Here’s the point. Not only does Barbara know herself well enough to play to her talents, passions and strengths, but she has so clearly shared an important message for us all. We all should have a voice and a place – not only in our house but in our world. We all get to be here – to be ourselves – to live our lives – to have a place – and to be heard. Again, wow.

So, what is your true voice (what are you great at)? What is your place (what are your passions and ways to make a difference)? What greatness do you have that the world needs? And what tolerance, patience and acceptance do have of others – who, like you, deserve a voice and a place?

Make 2010 your year of making a difference – for yourself and for others.

(Barbara always has great things to say so sign up for her blog, “Designing My Life.” And Yes! Spaces will be a book due out in October 2010.)

Makers or Watchers

Tuesday, November 17th, 2009

“The world is really made up of three types of people – the people who make things happen, the people who watch things happen and the people who ask “What happened?” Ron Barassi.

Some employees make things happen. They are engaged, passionate and connected to their work and workplace. They come to work excited to make a difference and are competent and confident in their jobs.

Some employees watch things happen.

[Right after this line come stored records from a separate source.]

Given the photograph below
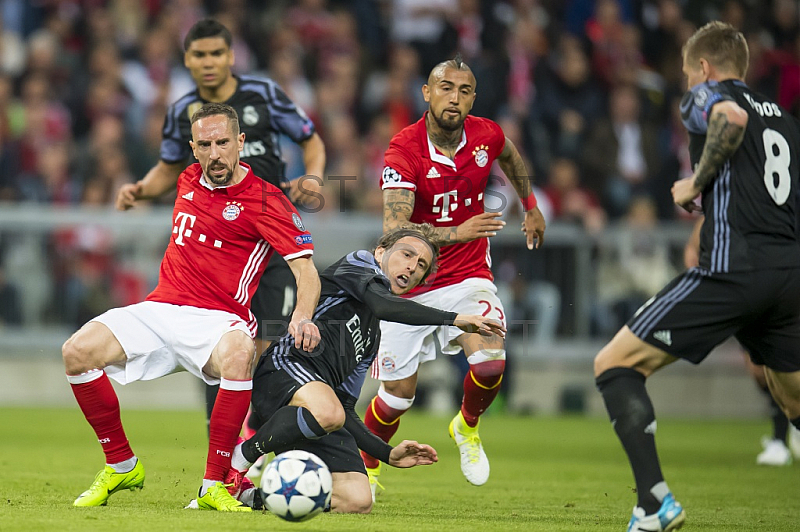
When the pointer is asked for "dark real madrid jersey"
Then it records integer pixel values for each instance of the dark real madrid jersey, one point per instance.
(264, 111)
(349, 330)
(751, 205)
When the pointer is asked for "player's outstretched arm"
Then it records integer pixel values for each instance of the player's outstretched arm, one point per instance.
(161, 179)
(409, 453)
(398, 205)
(513, 166)
(726, 127)
(479, 324)
(305, 332)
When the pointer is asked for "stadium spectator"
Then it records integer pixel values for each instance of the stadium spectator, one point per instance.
(570, 200)
(622, 154)
(198, 318)
(748, 281)
(436, 171)
(567, 102)
(10, 302)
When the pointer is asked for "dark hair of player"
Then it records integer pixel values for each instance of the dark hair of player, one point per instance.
(205, 28)
(213, 108)
(720, 44)
(424, 232)
(457, 63)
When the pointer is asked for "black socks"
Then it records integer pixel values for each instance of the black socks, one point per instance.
(634, 421)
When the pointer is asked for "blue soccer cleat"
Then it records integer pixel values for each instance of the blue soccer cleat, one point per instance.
(669, 517)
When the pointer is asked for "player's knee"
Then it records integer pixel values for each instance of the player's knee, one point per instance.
(237, 363)
(330, 418)
(488, 364)
(76, 355)
(393, 401)
(605, 360)
(402, 389)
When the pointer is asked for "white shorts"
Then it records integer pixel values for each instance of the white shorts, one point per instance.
(160, 338)
(404, 347)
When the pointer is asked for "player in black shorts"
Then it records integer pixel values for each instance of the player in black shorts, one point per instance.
(746, 154)
(307, 401)
(265, 112)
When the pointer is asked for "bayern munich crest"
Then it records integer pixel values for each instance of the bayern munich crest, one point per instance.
(387, 364)
(232, 210)
(390, 176)
(481, 155)
(298, 222)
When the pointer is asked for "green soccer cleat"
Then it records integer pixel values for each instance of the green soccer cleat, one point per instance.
(372, 474)
(218, 498)
(107, 482)
(474, 463)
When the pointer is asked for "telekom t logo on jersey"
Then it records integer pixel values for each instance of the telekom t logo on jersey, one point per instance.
(180, 228)
(446, 207)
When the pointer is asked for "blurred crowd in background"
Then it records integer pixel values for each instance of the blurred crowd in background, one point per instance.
(588, 90)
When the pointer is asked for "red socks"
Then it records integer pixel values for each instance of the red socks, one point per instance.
(481, 386)
(225, 424)
(383, 421)
(100, 406)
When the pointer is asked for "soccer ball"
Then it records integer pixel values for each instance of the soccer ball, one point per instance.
(296, 486)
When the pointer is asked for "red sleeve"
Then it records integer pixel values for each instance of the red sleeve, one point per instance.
(281, 226)
(497, 139)
(400, 166)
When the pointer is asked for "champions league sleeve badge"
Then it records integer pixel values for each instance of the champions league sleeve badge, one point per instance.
(232, 210)
(298, 222)
(390, 176)
(481, 155)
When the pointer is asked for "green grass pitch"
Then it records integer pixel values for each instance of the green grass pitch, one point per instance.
(548, 474)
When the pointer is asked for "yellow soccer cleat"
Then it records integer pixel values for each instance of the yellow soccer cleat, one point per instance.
(107, 482)
(474, 463)
(218, 498)
(373, 473)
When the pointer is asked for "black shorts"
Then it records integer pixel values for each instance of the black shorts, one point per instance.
(273, 302)
(698, 310)
(273, 389)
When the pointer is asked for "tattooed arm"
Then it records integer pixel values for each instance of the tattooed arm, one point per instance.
(513, 166)
(726, 127)
(398, 204)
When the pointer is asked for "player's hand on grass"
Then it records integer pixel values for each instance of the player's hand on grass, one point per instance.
(305, 332)
(684, 193)
(126, 197)
(410, 453)
(479, 324)
(481, 225)
(533, 226)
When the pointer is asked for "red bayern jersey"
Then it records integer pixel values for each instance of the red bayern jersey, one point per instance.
(222, 239)
(447, 192)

They are sideline employees who do just enough and little more. They are uninspired and bored. Their performance is average. Their customers are unimpressed.

What creates one type of employee or the other? Management.

Today’s management is responsible to hire employees who are a good fit for their roles. Employees who do not have the talents and passions to do the job, are quickly bored, uninspired and disinterested. They become watchers.

But hire an employee whose talents and passions match those needed in the job and they are activated, interested and fired up! They love what they do. They make things happen. They make a difference. They make an impact.

Right person, right job = maker. Wrong person, wrong job = watcher. “Fit” matters.

Take Action: Learn how to assess talents and which drive performance in each role. Focus on employee “fit.” Great people become poor employees when they work in the wrong jobs. At a time when we have to do more with less, we need makers not watchers.